# Vancouver, any poisonous insects etc?



## KimW (Jul 29, 2009)

We are considering moving to Vancouver and wondered if we need to be aware of any poisonous insects, snakes, dangerous animals etc there.

As we are from the UK, we have never had to worry about anything like that before and thought I had better check with you.

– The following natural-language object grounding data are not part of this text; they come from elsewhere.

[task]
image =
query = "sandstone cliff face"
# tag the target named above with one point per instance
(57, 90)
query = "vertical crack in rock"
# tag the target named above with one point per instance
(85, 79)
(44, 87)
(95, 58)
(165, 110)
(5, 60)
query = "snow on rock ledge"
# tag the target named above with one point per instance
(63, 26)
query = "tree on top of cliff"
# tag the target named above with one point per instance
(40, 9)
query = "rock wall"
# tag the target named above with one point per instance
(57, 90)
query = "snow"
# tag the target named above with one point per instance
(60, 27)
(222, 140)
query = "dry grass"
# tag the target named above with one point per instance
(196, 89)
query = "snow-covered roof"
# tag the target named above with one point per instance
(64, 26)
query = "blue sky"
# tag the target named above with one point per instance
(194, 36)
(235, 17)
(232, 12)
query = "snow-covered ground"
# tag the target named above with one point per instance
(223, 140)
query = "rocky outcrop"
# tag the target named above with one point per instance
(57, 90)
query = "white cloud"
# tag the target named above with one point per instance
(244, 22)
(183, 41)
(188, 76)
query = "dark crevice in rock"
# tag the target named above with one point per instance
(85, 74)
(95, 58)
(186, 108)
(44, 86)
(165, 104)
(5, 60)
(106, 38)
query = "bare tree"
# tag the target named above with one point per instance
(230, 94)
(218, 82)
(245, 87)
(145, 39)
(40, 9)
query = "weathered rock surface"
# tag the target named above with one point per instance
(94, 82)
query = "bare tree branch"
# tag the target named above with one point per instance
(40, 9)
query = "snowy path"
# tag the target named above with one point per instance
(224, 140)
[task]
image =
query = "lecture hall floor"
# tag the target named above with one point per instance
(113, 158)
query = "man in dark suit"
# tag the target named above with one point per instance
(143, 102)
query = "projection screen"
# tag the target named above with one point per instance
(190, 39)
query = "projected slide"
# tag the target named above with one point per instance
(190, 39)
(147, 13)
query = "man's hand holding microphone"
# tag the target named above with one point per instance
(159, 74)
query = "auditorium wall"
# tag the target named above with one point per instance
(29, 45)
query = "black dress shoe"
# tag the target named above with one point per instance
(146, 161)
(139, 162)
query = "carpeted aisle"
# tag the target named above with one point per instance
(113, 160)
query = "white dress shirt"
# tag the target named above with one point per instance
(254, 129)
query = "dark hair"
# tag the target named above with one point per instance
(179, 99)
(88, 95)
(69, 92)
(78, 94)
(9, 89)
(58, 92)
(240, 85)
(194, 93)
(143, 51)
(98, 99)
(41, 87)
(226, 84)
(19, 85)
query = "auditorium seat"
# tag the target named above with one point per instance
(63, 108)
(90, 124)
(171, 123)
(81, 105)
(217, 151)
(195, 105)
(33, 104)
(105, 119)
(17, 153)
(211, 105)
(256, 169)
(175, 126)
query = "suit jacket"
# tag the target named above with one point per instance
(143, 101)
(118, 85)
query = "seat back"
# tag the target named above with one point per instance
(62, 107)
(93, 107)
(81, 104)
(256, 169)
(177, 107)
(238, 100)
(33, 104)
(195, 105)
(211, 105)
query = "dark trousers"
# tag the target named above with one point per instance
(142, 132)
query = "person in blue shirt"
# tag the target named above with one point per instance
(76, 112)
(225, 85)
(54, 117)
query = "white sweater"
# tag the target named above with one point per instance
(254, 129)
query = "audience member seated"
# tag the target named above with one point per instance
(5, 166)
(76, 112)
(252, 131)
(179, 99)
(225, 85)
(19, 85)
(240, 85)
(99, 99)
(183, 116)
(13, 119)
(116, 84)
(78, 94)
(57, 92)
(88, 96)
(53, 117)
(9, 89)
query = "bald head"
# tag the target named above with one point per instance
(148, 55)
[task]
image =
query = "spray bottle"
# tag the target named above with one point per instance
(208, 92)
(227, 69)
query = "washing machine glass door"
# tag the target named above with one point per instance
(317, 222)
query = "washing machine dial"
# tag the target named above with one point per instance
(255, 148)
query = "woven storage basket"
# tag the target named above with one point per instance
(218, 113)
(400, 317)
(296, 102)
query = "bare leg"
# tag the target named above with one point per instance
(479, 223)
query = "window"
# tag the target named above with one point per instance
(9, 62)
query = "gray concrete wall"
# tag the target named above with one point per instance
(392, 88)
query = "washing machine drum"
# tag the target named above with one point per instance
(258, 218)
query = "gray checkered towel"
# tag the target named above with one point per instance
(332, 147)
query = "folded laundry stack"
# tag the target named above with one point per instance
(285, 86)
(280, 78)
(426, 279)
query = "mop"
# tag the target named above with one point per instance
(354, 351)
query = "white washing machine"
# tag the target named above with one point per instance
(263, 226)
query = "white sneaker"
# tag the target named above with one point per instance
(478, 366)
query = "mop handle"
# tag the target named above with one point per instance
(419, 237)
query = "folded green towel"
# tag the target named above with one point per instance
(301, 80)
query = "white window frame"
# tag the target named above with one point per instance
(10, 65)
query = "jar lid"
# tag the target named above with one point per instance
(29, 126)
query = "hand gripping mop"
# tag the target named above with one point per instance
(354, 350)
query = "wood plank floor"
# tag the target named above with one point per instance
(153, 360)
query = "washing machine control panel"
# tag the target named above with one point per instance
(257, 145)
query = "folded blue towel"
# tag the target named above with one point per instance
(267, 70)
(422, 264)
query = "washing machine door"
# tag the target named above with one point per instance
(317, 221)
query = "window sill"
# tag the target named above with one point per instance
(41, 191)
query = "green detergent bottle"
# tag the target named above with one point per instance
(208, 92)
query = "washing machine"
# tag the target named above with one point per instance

Can you also steer us clear of any bad areas to live in aswell please as we have four children.

Many thanks in advance.

KimW


----------



## Auld Yin (Mar 10, 2009)

KimW said:


> We are considering moving to Vancouver and wondered if we need to be aware of any poisonous insects, snakes, dangerous animals etc there.
> 
> As we are from the UK, we have never had to worry about anything like that before and thought I had better check with you.
> 
> ...


In Vancouver there are no dangerous animals per se. The occasional bear may be seen in the suburbs but, to the best of my knowledge, no one has been attacked in recent memory. Bears and cougars populate the remote areas of the Province. No dangerous snakes, perhaps some grass snakes in the outlying parts of the city. I believe that areas in West Vancouver are considered better than those in East. Vancouver can be an expensive place to live, housing wise, so the amount of money you have will determine your loction.
You will have no concerns about animals in Vancouver.


----------



## KimW (Jul 29, 2009)

Thanks Auld Yin for answering my question, that's a couple of worries off the list!

KimW


----------